I’ve been privileged to work in the games industry for nearly 40 years. I co-founded Games Workshop in 1975 with an old school friend Steve Jackson with whom I also co-created Fighting Fantasy gamebooks in the 1980s. I made the leap into video games in the early 1990s, and as Chairman of Eidos launched Tomb Raider in 1995. These days my business interests lie in helping new digital games developers such as Playdemic and Midoki to become the world’s best games makers. The video games industry is big business. Annual global revenues from software are $50 billion and forecasted to rise to $90 billion by 2016. With console games, PC games and mobile games, there is something for everybody to play these days, both for men and women, and young and old. Games have become part of mainstream culture and are socially, culturally and economically important as music and film.

The games industry is in constant transition due to constant changes in technology. Moving away from boxed products sold at retail to digital services online, one thing in common that most new games have today is the need for big bandwidth.

The cloud computing phenomenon that is taking place right now is certainly helping the growth and profitability of the video games industry. Super high-speed broadband is a must-have requirement. Cloud Gaming is the streaming of game play whereby players download a small client to gain access to the game running on a separate server. Server-based games also help solve piracy issues which were so prevalent in the boxed product era of video games.  With cloud gaming it is vital that bandwidth and latency issues are resolved to allow games to run at optimum speeds to keep players happy. Bandwidth affects the quality of play, and big bandwidth is needed so that people can enjoy the full experience. Also on hand are data compression solutions such as technology developed by Tangentix Ltd which compresses games ~ 3x. Bandwidth and connectivity should be a given so that game developers can concentrate on creating the best gameplay experience rather than worry about latency issues.

After surviving my fascinating tour of London’s sewers, I exited the impressive Victorian infrastructure via the same ladder that I used to begin my quest.

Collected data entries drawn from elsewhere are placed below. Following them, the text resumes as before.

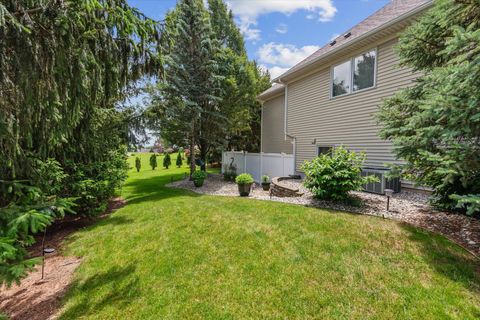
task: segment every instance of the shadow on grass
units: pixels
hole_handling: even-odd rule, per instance
[[[139,296],[139,278],[135,266],[114,266],[86,280],[72,283],[65,301],[69,301],[60,319],[78,319],[95,315],[105,307],[122,310]],[[92,298],[101,295],[101,298]]]
[[[125,200],[127,204],[137,204],[179,196],[200,197],[201,195],[195,192],[165,186],[173,181],[182,180],[184,177],[183,173],[176,173],[131,180],[124,186],[128,189],[128,196],[125,197]]]
[[[409,240],[420,244],[422,258],[437,273],[480,294],[480,261],[449,239],[408,225],[401,224]],[[479,313],[480,317],[480,313]]]

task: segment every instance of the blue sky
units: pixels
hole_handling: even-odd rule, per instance
[[[280,75],[389,0],[227,0],[245,36],[248,55]],[[129,0],[161,20],[176,0]]]

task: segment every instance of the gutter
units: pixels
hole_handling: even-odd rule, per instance
[[[364,34],[358,36],[357,38],[355,38],[355,39],[353,39],[353,40],[351,40],[351,41],[349,41],[349,42],[346,42],[346,43],[338,46],[337,48],[335,48],[335,49],[333,49],[333,50],[325,53],[324,55],[321,55],[321,56],[313,59],[312,61],[308,62],[307,64],[305,64],[304,66],[302,66],[302,67],[301,67],[300,69],[298,69],[298,70],[291,71],[291,72],[289,72],[289,71],[285,72],[285,73],[282,74],[281,76],[273,79],[273,82],[286,85],[286,83],[285,83],[284,81],[282,81],[282,78],[284,78],[284,77],[286,77],[286,76],[289,76],[289,75],[291,75],[291,74],[300,72],[300,71],[304,70],[306,67],[308,67],[308,66],[310,66],[310,65],[312,65],[312,64],[314,64],[314,63],[316,63],[316,62],[318,62],[318,61],[320,61],[320,60],[323,60],[323,59],[325,59],[325,58],[330,57],[331,55],[337,53],[337,51],[343,50],[344,48],[346,48],[346,47],[348,47],[348,46],[351,46],[351,45],[353,45],[353,44],[355,44],[355,43],[357,43],[357,42],[360,42],[361,40],[363,40],[363,39],[371,36],[371,35],[374,34],[374,33],[377,33],[377,32],[379,32],[379,31],[382,31],[383,29],[386,29],[386,28],[388,28],[388,27],[391,27],[391,26],[393,26],[394,24],[396,24],[396,23],[398,23],[398,22],[400,22],[400,21],[402,21],[402,20],[405,20],[405,19],[407,19],[407,18],[409,18],[409,17],[411,17],[411,16],[413,16],[413,15],[415,15],[415,14],[417,14],[417,13],[420,13],[420,12],[422,12],[423,10],[431,7],[432,5],[433,5],[433,0],[430,0],[430,1],[422,4],[421,6],[418,6],[418,7],[416,7],[415,9],[413,9],[413,10],[411,10],[411,11],[408,11],[408,12],[402,14],[401,16],[398,16],[397,18],[389,21],[388,23],[382,24],[381,26],[378,26],[378,27],[376,27],[375,29],[372,29],[372,30],[370,30],[370,31],[367,31],[367,32],[365,32]]]

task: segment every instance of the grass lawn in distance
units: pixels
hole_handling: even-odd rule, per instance
[[[138,154],[137,154],[138,155]],[[166,188],[141,154],[128,204],[73,235],[61,319],[478,319],[479,263],[376,217]],[[134,157],[129,159],[134,167]]]

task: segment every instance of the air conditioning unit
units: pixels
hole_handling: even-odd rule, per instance
[[[373,175],[378,179],[378,182],[371,182],[363,185],[363,190],[377,194],[385,194],[385,189],[392,189],[393,192],[400,192],[400,178],[388,179],[386,177],[387,172],[388,169],[363,168],[362,177]]]

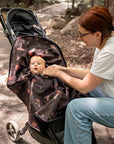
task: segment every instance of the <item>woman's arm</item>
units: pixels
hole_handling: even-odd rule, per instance
[[[58,70],[51,66],[46,68],[43,74],[48,75],[48,76],[58,77],[64,83],[66,83],[70,87],[78,90],[79,92],[83,94],[88,93],[89,91],[93,90],[104,80],[103,78],[97,77],[90,72],[88,72],[85,75],[85,77],[83,77],[83,79],[79,79],[76,77],[72,77],[68,73],[65,73],[64,71]]]
[[[85,69],[63,67],[59,65],[53,65],[52,67],[61,70],[72,77],[79,78],[79,79],[83,79],[86,76],[86,74],[89,72],[89,70],[85,70]]]
[[[72,77],[83,79],[89,70],[84,70],[84,69],[79,69],[79,68],[72,68],[72,67],[67,67],[64,70],[65,73],[69,74]]]
[[[103,78],[97,77],[90,72],[83,79],[71,77],[61,71],[57,73],[57,77],[68,84],[70,87],[78,90],[83,94],[90,92],[104,80]]]

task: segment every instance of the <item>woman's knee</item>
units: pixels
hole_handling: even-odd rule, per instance
[[[82,107],[83,104],[81,100],[81,98],[77,98],[69,102],[69,104],[67,105],[68,114],[76,113],[78,109]]]
[[[67,112],[70,113],[84,113],[94,106],[94,98],[77,98],[72,100],[67,106]]]

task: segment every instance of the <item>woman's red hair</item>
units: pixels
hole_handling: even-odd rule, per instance
[[[79,19],[79,25],[91,32],[100,31],[102,38],[109,36],[113,29],[112,16],[107,8],[95,6]]]

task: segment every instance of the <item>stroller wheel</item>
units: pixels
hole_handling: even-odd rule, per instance
[[[12,140],[13,142],[16,142],[19,140],[20,130],[15,121],[9,121],[7,123],[6,131],[7,131],[7,134],[8,134],[8,137],[10,138],[10,140]]]

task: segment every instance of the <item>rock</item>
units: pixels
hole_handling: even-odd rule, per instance
[[[49,28],[62,29],[66,25],[66,20],[63,18],[50,19],[48,23]]]
[[[61,34],[70,34],[72,36],[78,36],[78,21],[79,16],[71,20],[62,30]]]

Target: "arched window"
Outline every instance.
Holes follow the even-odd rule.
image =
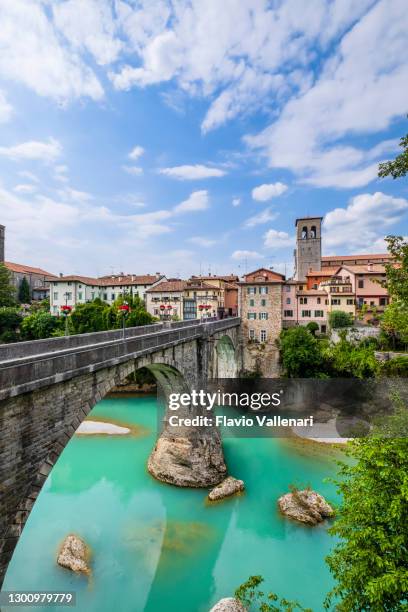
[[[307,227],[306,225],[302,228],[302,240],[307,238]]]
[[[310,237],[316,238],[316,226],[315,225],[312,225],[312,227],[310,228]]]

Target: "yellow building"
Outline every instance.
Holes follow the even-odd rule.
[[[350,314],[353,319],[356,316],[356,299],[350,276],[332,276],[320,283],[320,290],[327,293],[327,313],[330,315],[334,310],[342,310]]]

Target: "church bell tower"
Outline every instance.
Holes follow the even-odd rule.
[[[296,219],[296,280],[306,280],[306,274],[310,269],[321,270],[322,220],[323,217],[303,217]]]

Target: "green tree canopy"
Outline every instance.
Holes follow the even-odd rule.
[[[338,483],[343,504],[330,529],[340,542],[327,558],[337,584],[326,605],[338,612],[402,612],[408,602],[407,406],[398,407],[385,431],[351,442],[348,455]]]
[[[2,342],[16,342],[17,330],[20,327],[22,316],[17,308],[0,308],[0,340]]]
[[[333,310],[329,314],[329,324],[332,329],[350,327],[353,325],[353,317],[351,314],[344,312],[343,310]]]
[[[3,263],[0,263],[0,307],[15,306],[16,292],[11,284],[11,274]]]
[[[397,155],[393,161],[383,162],[378,166],[379,177],[392,176],[393,179],[396,179],[408,173],[408,134],[401,138],[400,147],[402,147],[402,153]]]
[[[322,370],[319,341],[305,327],[291,327],[280,334],[281,360],[290,378],[309,378]]]
[[[18,288],[18,301],[20,304],[29,304],[31,302],[30,285],[25,276]]]
[[[54,317],[49,312],[39,310],[23,319],[20,326],[21,337],[23,340],[49,338],[60,327],[61,321],[58,317]]]

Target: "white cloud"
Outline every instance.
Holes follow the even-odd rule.
[[[274,221],[278,216],[279,213],[273,212],[270,208],[266,208],[259,214],[249,217],[249,219],[245,221],[244,227],[251,228],[264,223],[269,223],[269,221]]]
[[[370,182],[384,146],[359,149],[343,139],[381,132],[406,113],[407,30],[404,0],[375,3],[343,36],[314,84],[290,97],[278,118],[246,142],[270,167],[288,168],[311,185]]]
[[[29,185],[26,183],[22,183],[13,187],[13,191],[15,191],[16,193],[34,193],[35,191],[37,191],[37,185]]]
[[[211,247],[214,246],[214,244],[217,244],[216,240],[212,238],[204,238],[203,236],[193,236],[192,238],[189,238],[189,242],[204,248]]]
[[[100,65],[114,62],[124,47],[107,0],[67,0],[52,7],[54,23],[77,51],[91,53]],[[80,18],[78,18],[80,16]]]
[[[264,246],[268,249],[283,249],[293,246],[295,239],[286,232],[270,229],[264,234]]]
[[[187,200],[177,204],[173,208],[174,214],[180,214],[185,212],[194,212],[197,210],[206,210],[209,207],[208,191],[205,189],[201,191],[193,191]]]
[[[284,183],[264,183],[252,190],[252,198],[258,202],[267,202],[285,193],[287,188]]]
[[[122,166],[123,170],[133,176],[141,176],[143,174],[143,168],[140,166]]]
[[[0,155],[13,161],[30,159],[49,163],[55,161],[61,153],[62,147],[54,138],[48,142],[31,140],[11,147],[0,147]]]
[[[232,205],[233,206],[239,206],[241,204],[241,198],[233,198],[232,199]]]
[[[232,259],[236,259],[238,261],[243,259],[262,259],[264,256],[257,251],[234,251],[231,255]]]
[[[352,198],[346,208],[328,212],[323,222],[323,244],[329,252],[384,250],[384,235],[408,212],[408,201],[381,191]],[[397,230],[398,231],[398,230]]]
[[[139,159],[139,157],[143,155],[144,152],[145,152],[144,148],[141,147],[140,145],[137,145],[136,147],[133,147],[133,149],[129,153],[129,158],[132,159],[133,161],[136,161]]]
[[[6,96],[0,91],[0,123],[6,123],[11,119],[13,107],[7,102]]]
[[[20,170],[18,175],[21,176],[22,178],[28,179],[29,181],[33,181],[33,183],[40,182],[40,179],[38,178],[38,176],[36,176],[32,172],[29,172],[28,170]]]
[[[60,183],[68,182],[68,166],[65,164],[59,164],[54,168],[54,179]]]
[[[160,168],[159,173],[180,181],[220,177],[226,174],[225,170],[220,170],[220,168],[213,168],[211,166],[203,166],[201,164]]]
[[[61,44],[47,16],[47,4],[2,0],[0,76],[58,101],[82,96],[100,100],[99,80],[74,49]],[[77,28],[80,22],[77,14]]]

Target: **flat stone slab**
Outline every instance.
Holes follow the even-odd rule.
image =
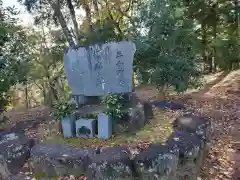
[[[64,71],[72,94],[131,92],[135,51],[135,44],[130,41],[69,48],[64,53]]]
[[[181,110],[185,109],[184,105],[174,102],[174,101],[167,101],[167,100],[162,100],[162,101],[154,101],[151,103],[154,107],[156,108],[161,108],[161,109],[171,109],[171,110]]]
[[[75,175],[86,172],[94,149],[72,148],[61,144],[38,144],[33,147],[30,166],[34,172],[50,177]]]
[[[88,166],[89,180],[133,179],[130,151],[125,147],[109,147],[92,157]]]
[[[26,163],[34,140],[23,134],[3,133],[0,135],[0,156],[5,159],[9,172],[16,173]]]
[[[141,180],[175,180],[178,152],[163,145],[151,145],[134,158],[134,165]]]

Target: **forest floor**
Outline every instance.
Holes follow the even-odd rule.
[[[240,180],[240,71],[223,72],[205,77],[206,84],[198,90],[188,91],[175,100],[184,103],[188,110],[196,115],[207,116],[212,120],[213,135],[211,150],[202,168],[198,180]],[[144,100],[159,100],[153,87],[136,90]],[[148,144],[149,141],[162,141],[170,132],[170,123],[182,112],[155,111],[155,120],[134,134],[114,137],[109,141],[95,139],[64,141],[56,136],[56,124],[49,116],[48,108],[34,108],[26,111],[10,110],[11,130],[47,142],[65,143],[76,146],[98,146],[115,144]],[[15,126],[14,126],[15,125]],[[55,127],[55,128],[54,128]],[[54,138],[53,138],[54,137]]]

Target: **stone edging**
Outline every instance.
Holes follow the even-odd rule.
[[[195,180],[209,149],[210,120],[188,115],[177,118],[173,127],[174,132],[165,144],[151,144],[135,156],[123,146],[93,149],[37,144],[31,148],[28,161],[33,172],[49,177],[84,175],[88,180]]]

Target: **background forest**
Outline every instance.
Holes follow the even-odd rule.
[[[69,92],[67,46],[135,42],[138,84],[184,92],[203,74],[240,66],[238,0],[19,0],[34,17],[24,27],[0,0],[0,108],[52,106]],[[22,94],[16,92],[20,88]],[[21,98],[19,99],[19,96]],[[37,97],[37,98],[36,98]]]

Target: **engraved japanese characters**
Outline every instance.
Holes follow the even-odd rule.
[[[130,41],[69,49],[64,54],[64,70],[71,93],[102,96],[131,92],[135,51]]]

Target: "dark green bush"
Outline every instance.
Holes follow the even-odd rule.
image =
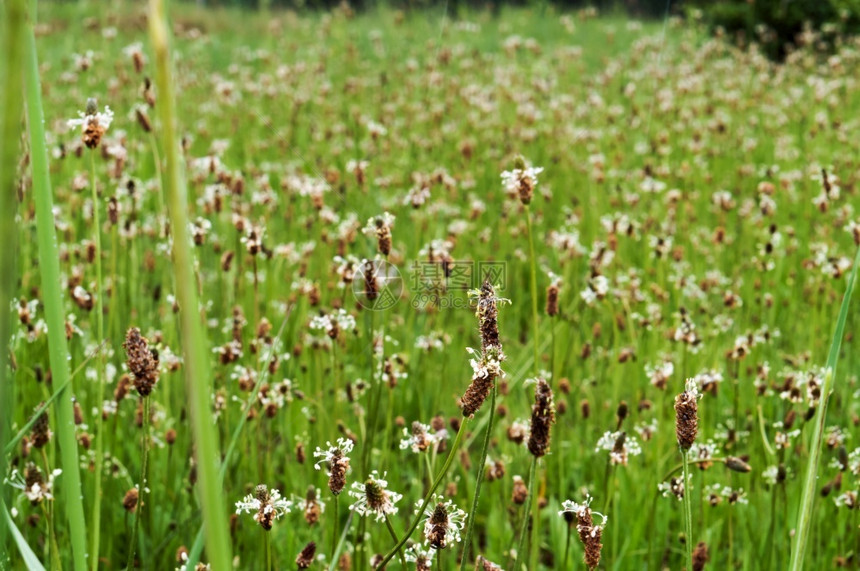
[[[691,0],[687,7],[701,9],[712,28],[745,43],[756,41],[775,58],[798,44],[806,25],[827,41],[857,32],[860,24],[860,0]]]

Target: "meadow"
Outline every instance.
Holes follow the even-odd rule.
[[[0,569],[857,567],[860,41],[26,4]]]

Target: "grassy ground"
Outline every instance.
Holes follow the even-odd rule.
[[[393,547],[384,523],[350,516],[355,498],[346,490],[334,509],[328,467],[315,469],[313,452],[337,438],[355,441],[348,486],[362,488],[378,470],[403,494],[390,521],[402,536],[461,422],[458,399],[472,377],[466,348],[481,343],[465,291],[481,285],[479,263],[504,267],[497,295],[511,303],[499,306],[507,374],[488,450],[493,475],[500,466],[504,473],[484,481],[477,511],[469,513],[476,523],[470,557],[514,568],[512,549],[527,516],[512,495],[516,476],[529,483],[532,455],[513,437],[529,424],[532,381],[541,377],[554,391],[556,423],[551,453],[531,487],[537,543],[527,538],[524,548],[542,568],[562,569],[564,561],[579,568],[576,525],[558,512],[564,500],[581,503],[590,495],[591,508],[608,516],[601,568],[682,568],[683,504],[658,486],[669,476],[681,481],[673,472],[681,464],[673,401],[693,378],[704,393],[693,451],[703,462],[693,464],[687,483],[687,540],[707,544],[713,569],[787,567],[816,388],[860,240],[854,42],[830,57],[811,44],[776,66],[707,38],[689,21],[640,24],[526,10],[451,20],[441,7],[261,16],[183,5],[171,16],[195,285],[214,348],[211,405],[222,452],[238,434],[226,462],[223,509],[232,513],[258,484],[295,504],[269,532],[252,515],[231,520],[237,568],[265,568],[269,549],[273,568],[293,568],[309,541],[321,557],[316,568],[324,568],[333,534],[344,529],[340,553],[352,558],[353,569]],[[146,60],[140,72],[134,50],[124,49],[135,42]],[[78,370],[72,389],[81,463],[60,465],[56,437],[30,447],[29,430],[29,444],[17,444],[9,462],[19,474],[33,462],[45,479],[56,468],[80,468],[88,542],[99,535],[98,554],[90,557],[104,569],[125,566],[135,514],[123,501],[140,481],[143,409],[134,390],[119,399],[115,391],[127,372],[126,331],[140,328],[158,350],[160,380],[150,397],[149,485],[141,494],[135,558],[146,569],[179,566],[178,550],[191,549],[201,511],[165,237],[165,153],[157,112],[146,101],[157,107],[160,94],[144,87],[144,78],[155,76],[144,12],[45,4],[37,49],[71,367]],[[92,152],[79,128],[66,125],[88,97],[115,113],[94,151],[95,179]],[[544,169],[528,207],[501,184],[517,155]],[[353,160],[366,161],[361,173]],[[16,405],[6,411],[13,434],[56,389],[29,180],[25,174],[19,203]],[[87,301],[100,295],[94,183],[104,339]],[[423,202],[415,198],[422,188],[429,191]],[[413,206],[413,199],[422,203]],[[387,260],[399,269],[403,289],[392,307],[371,311],[354,293],[364,287],[343,287],[334,259],[379,259],[375,235],[361,229],[385,211],[395,216]],[[252,232],[262,234],[256,255]],[[437,262],[429,263],[426,248],[434,240],[449,243],[434,245]],[[450,267],[470,272],[465,281],[452,279],[447,292],[426,287],[429,273],[443,270],[440,248],[455,261]],[[548,316],[552,276],[560,311]],[[441,293],[436,304],[428,295],[434,292]],[[341,307],[355,326],[332,342],[312,328],[313,318]],[[816,498],[808,568],[856,565],[860,549],[856,313],[855,306],[828,410],[816,485],[828,493]],[[428,338],[438,344],[428,348]],[[231,341],[235,358],[225,356]],[[103,342],[102,406],[102,365],[87,357]],[[462,453],[439,489],[466,511],[488,416],[489,403],[466,425]],[[448,428],[446,449],[400,448],[405,428],[434,417]],[[56,432],[53,415],[50,424]],[[608,437],[615,456],[597,450],[606,432],[626,434],[626,441]],[[106,456],[95,529],[100,439]],[[728,456],[751,470],[727,470]],[[46,567],[69,568],[72,561],[59,501],[65,482],[58,476],[55,499],[35,505],[7,489],[13,521]],[[326,504],[313,525],[298,505],[309,486]],[[854,509],[845,505],[850,494]],[[412,539],[423,543],[423,530],[419,525]],[[364,551],[357,549],[360,531],[367,532]],[[460,550],[452,542],[434,568],[456,568]],[[0,551],[10,554],[0,566],[22,566],[11,538]],[[395,557],[389,567],[400,565]]]

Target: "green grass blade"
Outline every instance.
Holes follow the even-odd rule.
[[[177,136],[176,93],[168,48],[167,15],[162,1],[151,0],[149,6],[149,32],[157,68],[155,83],[159,92],[158,111],[166,160],[164,186],[173,233],[173,270],[180,307],[182,354],[185,358],[185,386],[197,453],[199,497],[206,529],[207,554],[210,565],[217,571],[229,569],[232,557],[223,490],[218,475],[220,446],[210,404],[212,374],[209,344],[198,310],[200,305],[194,256],[188,235],[188,193]]]
[[[24,0],[7,2],[2,26],[3,53],[0,62],[0,450],[6,448],[12,429],[15,395],[10,374],[9,340],[12,336],[12,318],[9,306],[15,295],[18,276],[17,237],[15,215],[18,200],[15,196],[15,171],[18,166],[18,145],[21,140],[21,113],[24,108],[23,54],[21,50],[27,7]],[[6,454],[0,454],[0,479],[6,475]],[[0,491],[0,501],[8,498],[8,490]],[[6,518],[0,518],[0,551],[6,545]],[[0,565],[3,565],[0,559]]]
[[[27,544],[27,540],[24,539],[24,536],[21,535],[15,522],[12,521],[12,516],[9,515],[9,510],[6,509],[5,502],[0,502],[0,508],[3,508],[3,517],[0,519],[3,520],[3,523],[8,526],[9,530],[12,532],[12,539],[15,540],[15,545],[18,546],[18,552],[21,554],[21,560],[24,562],[24,565],[26,565],[27,569],[30,571],[45,571],[39,558],[36,557],[36,554],[33,553],[32,549],[30,549],[30,546]]]
[[[35,13],[35,8],[33,10]],[[54,229],[54,198],[48,171],[48,150],[45,144],[45,116],[39,79],[39,60],[32,22],[24,42],[26,64],[27,125],[30,134],[30,161],[33,175],[33,196],[36,202],[36,233],[39,247],[39,269],[42,280],[42,302],[48,325],[48,352],[54,383],[64,386],[70,378],[69,349],[66,342],[63,292],[60,278],[60,258]],[[71,387],[57,398],[56,434],[60,445],[63,469],[62,493],[75,571],[87,568],[87,527],[84,518],[83,490],[78,466],[78,442],[75,438],[75,415]]]
[[[854,256],[854,265],[848,276],[848,286],[842,297],[842,307],[839,308],[839,318],[836,320],[836,329],[833,332],[833,341],[830,343],[830,354],[827,356],[827,374],[824,377],[824,386],[821,389],[821,403],[815,411],[813,420],[813,433],[809,443],[809,461],[806,465],[806,476],[803,480],[803,496],[795,526],[794,548],[791,550],[791,570],[803,569],[803,558],[809,543],[810,525],[812,523],[812,509],[815,499],[815,481],[818,477],[818,465],[821,462],[821,441],[824,436],[824,425],[827,422],[827,401],[833,391],[833,383],[836,377],[836,364],[839,361],[839,350],[842,347],[842,338],[845,336],[845,323],[848,320],[848,308],[851,306],[851,294],[854,293],[854,281],[857,278],[857,265],[860,264],[860,248]]]

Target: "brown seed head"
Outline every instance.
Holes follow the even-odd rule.
[[[696,393],[684,391],[675,397],[675,434],[678,446],[686,452],[699,433],[699,405]]]
[[[309,569],[314,562],[314,555],[317,552],[317,544],[311,541],[305,545],[302,552],[296,557],[296,567],[298,569]]]
[[[693,550],[693,571],[702,571],[708,560],[710,560],[710,557],[708,556],[708,545],[704,541],[700,541]]]
[[[430,514],[430,519],[425,526],[424,534],[427,543],[433,549],[444,549],[447,546],[446,536],[448,534],[448,510],[445,504],[439,502],[433,508],[433,513]]]
[[[337,496],[343,491],[346,486],[347,470],[349,470],[349,458],[338,448],[332,453],[331,472],[328,478],[328,489],[332,494]]]
[[[158,382],[158,357],[137,327],[128,330],[122,346],[125,348],[128,370],[134,378],[134,388],[140,396],[149,396]]]
[[[529,433],[529,452],[536,458],[549,452],[550,428],[555,422],[552,402],[552,389],[543,379],[535,387],[535,404],[532,406],[531,431]]]
[[[44,403],[43,403],[44,404]],[[40,405],[41,406],[41,405]],[[51,427],[48,424],[48,413],[43,412],[33,423],[33,434],[31,436],[34,448],[42,448],[51,440]]]
[[[140,492],[137,491],[137,488],[132,488],[125,493],[125,496],[122,498],[122,507],[125,508],[125,511],[134,513],[137,509],[137,500],[139,495]]]

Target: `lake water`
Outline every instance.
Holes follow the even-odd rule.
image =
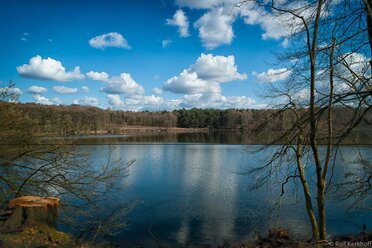
[[[270,211],[281,193],[280,184],[274,179],[254,190],[253,178],[242,174],[262,165],[275,147],[257,153],[258,145],[157,141],[133,144],[118,142],[117,137],[114,140],[118,145],[113,159],[135,160],[122,182],[129,187],[114,196],[115,202],[139,201],[127,215],[129,225],[116,237],[122,247],[158,247],[147,231],[150,227],[163,247],[239,243],[256,232],[264,235],[275,226],[288,228],[299,237],[311,237],[300,185],[290,181],[280,207]],[[90,152],[98,163],[107,156],[109,145],[81,145],[79,149]],[[372,147],[340,149],[335,181],[344,180],[349,170],[363,173],[362,166],[355,163],[359,154],[371,161]],[[284,166],[279,177],[288,168],[294,167]],[[311,168],[308,174],[314,179]],[[356,234],[363,224],[371,229],[371,211],[364,208],[347,213],[348,204],[330,196],[330,234]],[[370,207],[371,201],[367,204]]]

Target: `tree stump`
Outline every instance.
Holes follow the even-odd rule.
[[[0,226],[2,232],[14,232],[25,227],[47,225],[55,228],[60,200],[55,197],[23,196],[7,206],[8,219]]]

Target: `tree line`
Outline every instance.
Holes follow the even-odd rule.
[[[271,132],[284,131],[296,121],[292,111],[275,109],[180,109],[160,112],[132,112],[100,109],[90,106],[47,106],[34,103],[0,103],[1,108],[13,106],[32,121],[40,135],[118,133],[122,126],[148,126],[162,128],[209,128],[211,130],[243,130]],[[306,109],[299,110],[306,112]],[[353,109],[336,107],[333,120],[335,130],[342,128],[350,119]],[[275,116],[275,118],[273,118]],[[324,117],[326,115],[324,114]],[[368,113],[358,126],[367,132],[372,114]],[[265,123],[265,126],[261,126]],[[319,128],[320,132],[322,128]]]

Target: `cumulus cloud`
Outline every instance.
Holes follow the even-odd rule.
[[[179,99],[163,99],[160,96],[132,95],[121,98],[117,94],[107,95],[108,103],[117,109],[131,111],[159,111],[180,108],[263,108],[264,105],[246,96],[223,96],[220,94],[190,94]]]
[[[365,83],[371,77],[370,58],[360,53],[346,53],[337,58],[339,63],[334,70],[334,92],[347,93],[369,90],[370,84]],[[329,92],[329,70],[317,74],[317,91]]]
[[[95,81],[102,81],[106,82],[107,79],[109,78],[109,74],[106,72],[95,72],[95,71],[90,71],[85,74],[88,78],[95,80]]]
[[[274,16],[262,9],[256,9],[251,6],[242,6],[240,16],[247,25],[259,25],[264,31],[262,39],[278,40],[282,37],[287,37],[290,34],[290,29],[287,27],[284,16]]]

As I stepped back out into the sunlight there was no crowd of cheering people awaiting my return to the outside world or the infamous Baron Sukumvit of Fang there to hand me a purse of 20,000 gold pieces for surviving his cruel dungeon. Although, let’s be honest, it was a safe bet that under the watchful eye of the brilliant Thames Water team I was always going make it out alive and well, Bloodbeast or no Bloodbeast!